Shay had a look on his face of pronounced disinterest. The farmer’s wife had grown weary of the farm. He looked at the picture. His eyes narrowed and he sucked at his lower lip. He handed it to me.

It was a professional job by a man who knew how. She was reclining on some sort of chaise longue, and the picture was of head, throat, and shoulders, stopping just at the verge of becoming too intimate. Eyes too deep and too wise for her age, and a soft, wide mouth that was not wise at all—only willing. The blond hair was spread out around her head. We both stared at Garver.

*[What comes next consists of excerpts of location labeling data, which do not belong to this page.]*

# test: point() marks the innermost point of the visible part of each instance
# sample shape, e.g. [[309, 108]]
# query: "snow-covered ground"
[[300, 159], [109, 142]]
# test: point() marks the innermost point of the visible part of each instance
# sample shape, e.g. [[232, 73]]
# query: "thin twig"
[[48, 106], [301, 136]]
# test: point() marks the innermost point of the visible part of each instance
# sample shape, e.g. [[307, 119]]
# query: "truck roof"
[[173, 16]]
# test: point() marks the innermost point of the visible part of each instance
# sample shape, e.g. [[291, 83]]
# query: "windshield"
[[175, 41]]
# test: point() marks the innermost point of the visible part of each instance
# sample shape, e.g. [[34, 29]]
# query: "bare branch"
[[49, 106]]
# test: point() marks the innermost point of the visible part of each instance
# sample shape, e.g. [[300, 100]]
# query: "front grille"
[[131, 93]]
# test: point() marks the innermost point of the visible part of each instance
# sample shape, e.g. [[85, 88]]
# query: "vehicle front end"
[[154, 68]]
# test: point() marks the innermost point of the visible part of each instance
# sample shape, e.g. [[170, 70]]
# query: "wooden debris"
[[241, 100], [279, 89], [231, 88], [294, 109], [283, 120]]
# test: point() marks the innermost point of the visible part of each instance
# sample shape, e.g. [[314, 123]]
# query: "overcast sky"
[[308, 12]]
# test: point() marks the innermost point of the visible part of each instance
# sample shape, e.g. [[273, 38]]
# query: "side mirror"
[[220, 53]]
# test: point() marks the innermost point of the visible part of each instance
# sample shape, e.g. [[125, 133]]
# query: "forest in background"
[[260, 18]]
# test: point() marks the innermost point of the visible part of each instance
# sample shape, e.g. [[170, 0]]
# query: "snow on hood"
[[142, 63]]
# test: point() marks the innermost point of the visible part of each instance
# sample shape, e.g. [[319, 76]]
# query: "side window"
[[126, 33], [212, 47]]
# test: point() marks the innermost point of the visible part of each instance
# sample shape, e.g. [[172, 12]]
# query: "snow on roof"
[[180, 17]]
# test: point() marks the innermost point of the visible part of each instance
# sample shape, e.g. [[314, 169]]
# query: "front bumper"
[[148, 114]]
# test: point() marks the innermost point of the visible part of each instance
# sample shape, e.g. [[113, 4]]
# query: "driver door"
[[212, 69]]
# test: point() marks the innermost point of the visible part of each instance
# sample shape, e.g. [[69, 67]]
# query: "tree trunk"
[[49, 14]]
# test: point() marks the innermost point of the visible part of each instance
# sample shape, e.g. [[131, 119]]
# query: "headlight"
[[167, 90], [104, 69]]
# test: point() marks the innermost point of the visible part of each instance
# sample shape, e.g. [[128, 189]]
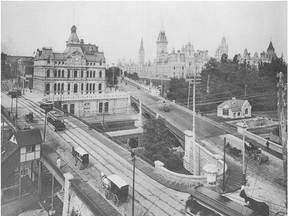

Suddenly there was something indescribably goaty about him, and his cackling laugh was that of the eternal Pan. “Guess you fellas didn’t expect my wife to be a pin-up girl. The rest
of her is just as nice as that face, too. Surprised everybody, I did, coming back with her that day. She’s only twenty.” Then anxiety overcame the sudden wet-lipped look and he said dully, “Can’t imagine what happened to her.”

“Where did you meet her?”

Surprisingly, Garver flushed. “I haven’t told anybody else this, but I guess you ought to know. About six months ago I got a crazy notion to go away by myself. Working too hard, I guess. I went down to Endor City, about a two-hundred-mile drive, and got myself a hotel room. Went to a lot of movies, and then I got tired of the movies and I had a few drinks. Asked the cab driver to take me somewhere where I could have some fun. Drove me way outside Endor City and I didn’t like that place, so he brought me back to a place right in town. You’d never find it if you didn’t know where to look. They call it Roger’s Place. There’s friendly girls there that’ll talk to you right at the bar. I met Allie there. She was unhappy. She said she was tired of young kids that weren’t serious and she said she liked older men. We went to a few other places, I disremember where, and then we went to her place and—well, I guess we kind of forgot ourselves. Anyway, she was a-crying, and a-carrying on and saying she wasn’t that kind of girl at all and I could see she wasn’t and we got married two days later.”